Patsy saw. Mr. Runyon was seated on a garden bench in earnest conversation with Mildred Travers.

“Didn’t he go home this morning, after the excitement was over?” she asked.

“No,” replied Beth. “Mr. and Mrs. Hahn drove their car home, but our interesting neighbor at the north, Mr. Bul Run, declared there was nothing at his own ranch half so enticing as a bed here. He’s a bachelor, it seems, and leads rather a lonely life. So Arthur gave him a room and he went to bed; but it seems he has had his sleep out and is indulging in other recreations.”

Patsy was eyeing the couple in the garden.

“Mr. Runyon seems to have struck up a friendship with your protégé Mildred,” she observed.

“Yes,” answered Beth. “You know he was shut up in the wall with her and Inez for awhile and the adventure must have made them feel well acquainted. Wasn’t that imprisonment a most peculiar thing, Patsy?”

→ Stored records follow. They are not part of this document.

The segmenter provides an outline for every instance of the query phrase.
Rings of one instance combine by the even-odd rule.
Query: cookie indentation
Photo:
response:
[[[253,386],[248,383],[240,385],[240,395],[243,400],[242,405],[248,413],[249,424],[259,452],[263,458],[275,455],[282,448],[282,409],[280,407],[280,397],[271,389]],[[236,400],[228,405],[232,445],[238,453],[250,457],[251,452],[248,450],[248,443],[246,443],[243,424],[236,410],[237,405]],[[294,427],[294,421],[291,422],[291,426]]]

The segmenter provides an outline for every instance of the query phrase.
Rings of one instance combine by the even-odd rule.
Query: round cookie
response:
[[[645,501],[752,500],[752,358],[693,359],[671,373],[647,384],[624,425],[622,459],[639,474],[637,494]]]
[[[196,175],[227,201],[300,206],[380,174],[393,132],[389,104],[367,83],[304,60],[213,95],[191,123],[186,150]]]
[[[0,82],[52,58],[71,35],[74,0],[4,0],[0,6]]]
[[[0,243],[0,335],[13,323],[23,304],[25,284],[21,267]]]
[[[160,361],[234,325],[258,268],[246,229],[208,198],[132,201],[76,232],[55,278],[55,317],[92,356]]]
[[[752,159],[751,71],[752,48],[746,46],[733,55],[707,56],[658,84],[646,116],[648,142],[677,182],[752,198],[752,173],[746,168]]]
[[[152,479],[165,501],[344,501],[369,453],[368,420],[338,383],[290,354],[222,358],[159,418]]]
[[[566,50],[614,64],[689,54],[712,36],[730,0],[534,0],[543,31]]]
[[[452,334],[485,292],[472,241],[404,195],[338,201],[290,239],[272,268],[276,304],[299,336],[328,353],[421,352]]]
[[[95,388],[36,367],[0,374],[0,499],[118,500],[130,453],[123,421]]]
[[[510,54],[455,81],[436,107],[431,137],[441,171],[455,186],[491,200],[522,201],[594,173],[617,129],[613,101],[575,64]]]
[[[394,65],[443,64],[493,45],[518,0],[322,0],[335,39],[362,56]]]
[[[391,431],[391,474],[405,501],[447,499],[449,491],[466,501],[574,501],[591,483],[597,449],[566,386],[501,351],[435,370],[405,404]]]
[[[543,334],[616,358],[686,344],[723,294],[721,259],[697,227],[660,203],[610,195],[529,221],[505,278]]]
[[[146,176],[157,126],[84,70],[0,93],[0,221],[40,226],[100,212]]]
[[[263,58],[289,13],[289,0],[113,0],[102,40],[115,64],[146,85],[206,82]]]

“Very peculiar. I haven’t had much time to think about it, for as soon as Toodlums was safe in Louise’s arms I went to bed. But it occurs to me to wonder how Mildred Travers knew so much of the secrets of this absurd old house and why she ventured to explore the hidden rooms in our absence. Put that with the fact that she lived in these parts as a girl, and with her eagerness to come out here—don’t you remember her fervent ‘thank heaven’?—and it seems the whole mystery isn’t unraveled yet; it’s only getting more tangled.”

Beth was thoughtful for a time.

“I am sure Mildred will have some explanation to make,” she said presently. “Don’t let us judge her just yet, Patsy. And I advise you to get dressed, for there’s Louise wheeling the baby, and perhaps everyone else is downstairs but us.”

“Louise and baby both slept all through that awful night,” remarked Patsy, again yawning. “No wonder they’re up and around and looking bright and happy.” But she took her cousin’s hint and dressed so rapidly that she descended the stairs only a few moments after Beth did.